Anyway, one of the questions was “What would you have done
differently if you had the chance as you raised your children?” Now there’s something painful to consider
because you cannot change the past. The
first thing I told those young women was that there were some things they
needed to understand. First, I did not
grow up in a church involved family. My
mother made sure we went Sunday mornings, but for a variety of reasons, she
seldom accompanied us.
Then as a young
believer, I wanted to do the faith thing right, so I looked unquestioningly at
those around me and my church for ground rules.
This was a long time ago, remember, and my pastors’ wives communicated,
as did the church literature of the time, that godly wives wore dresses and
skirts, obeyed without question their husbands, and followed the rules the
church seemed to communicate about Christian living. This meant no drinking, no smoking, no
movies, no secular music, no worldly (like the world) dress.
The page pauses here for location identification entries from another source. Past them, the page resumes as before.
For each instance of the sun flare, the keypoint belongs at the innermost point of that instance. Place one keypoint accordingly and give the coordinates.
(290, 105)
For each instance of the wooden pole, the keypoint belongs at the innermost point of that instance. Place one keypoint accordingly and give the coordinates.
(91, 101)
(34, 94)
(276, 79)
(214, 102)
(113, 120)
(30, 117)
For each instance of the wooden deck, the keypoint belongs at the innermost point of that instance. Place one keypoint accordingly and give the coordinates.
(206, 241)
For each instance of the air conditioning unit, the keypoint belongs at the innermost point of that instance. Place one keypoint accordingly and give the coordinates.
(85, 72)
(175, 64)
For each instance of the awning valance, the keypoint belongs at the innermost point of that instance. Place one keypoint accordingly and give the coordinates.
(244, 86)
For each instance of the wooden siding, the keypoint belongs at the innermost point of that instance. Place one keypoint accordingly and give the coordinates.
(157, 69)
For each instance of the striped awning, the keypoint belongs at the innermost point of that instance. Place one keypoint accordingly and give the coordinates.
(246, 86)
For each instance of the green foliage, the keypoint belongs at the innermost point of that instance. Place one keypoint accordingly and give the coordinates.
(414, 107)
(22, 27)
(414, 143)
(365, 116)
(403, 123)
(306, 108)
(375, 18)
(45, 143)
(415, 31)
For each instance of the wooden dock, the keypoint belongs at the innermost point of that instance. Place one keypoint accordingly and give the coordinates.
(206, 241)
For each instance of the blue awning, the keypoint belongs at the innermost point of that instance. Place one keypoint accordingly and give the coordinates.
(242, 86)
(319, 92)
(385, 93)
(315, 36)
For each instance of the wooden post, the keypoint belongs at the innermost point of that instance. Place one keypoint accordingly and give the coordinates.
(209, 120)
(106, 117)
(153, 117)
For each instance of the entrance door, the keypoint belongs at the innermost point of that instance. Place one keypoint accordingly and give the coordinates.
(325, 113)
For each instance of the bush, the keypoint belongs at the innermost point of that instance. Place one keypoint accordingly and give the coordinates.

And, if the church
doors were open, we should be walking through them. Obedience to the rules was key. And as a young wife in ministry, I had to
make sure my kids did not do anything that would embarrass us and especially
the church and ministry.
The problem was that no one emphasized all that much that
everything was to be done in love, and in response to God’s love. I wish I knew that then. As a young wife eager to please, I fear I
worried more about getting the rules right than communicating to my children that
God loved them and wanted a relationship with them. I know I did a poor job helping them
understand why we obeyed those rules because sometimes I struggled with it as
well.
Which brings us to the title of this blog: When We Were on
Fire, a book written by Addie Zierman, a child raised in the same era as my
children. Her book is subtitled “A
Memoir of Consuming Faith, Tangled Love and Starting Over.” This is not an easy read, well, easy to take
as a parent. We thought we were doing
all the right things, but we laid out way too many should and not enough
explanations. Consequently, too many
kids left home and left the church. It
didn’t make sense to them. All the
warnings they were given seemed over the top, and as it always did, the
pendulum swung…for some of them way out.
For Addie, that pendulum nearly cost her marriage, and she journals
those years…into drinking too heavily, into never being satisfied in a church
because she couldn’t get by the imperfections of church goers – people who could not meet her expectations, not that even she could.
Near the end of her brutally honest story, she wrote the
following, “You are beginning to understand that even the best goals and intentions
can be corrupted. That the blind
devotion to any Mission can turn dark.
You have learned that it is impossible to divide things neatly, and that
the second you begin to define something, you limit it. There is no such thing as “cut and dried” in
a world of broken humanity. Gray bleeds
into gray bleeds into gray, no matter how you slice it. While American evangelicalism navigates the
changing spiritual landscape, you own identity is in flux. You are neither stereotype.”
So this is longer than I intended, but this book was a good
read, one I wish parents and students and adult church kids could/would read it. We don’t all have a parallel journey, but
there might be something here that might help us understand each other, and forgive each other.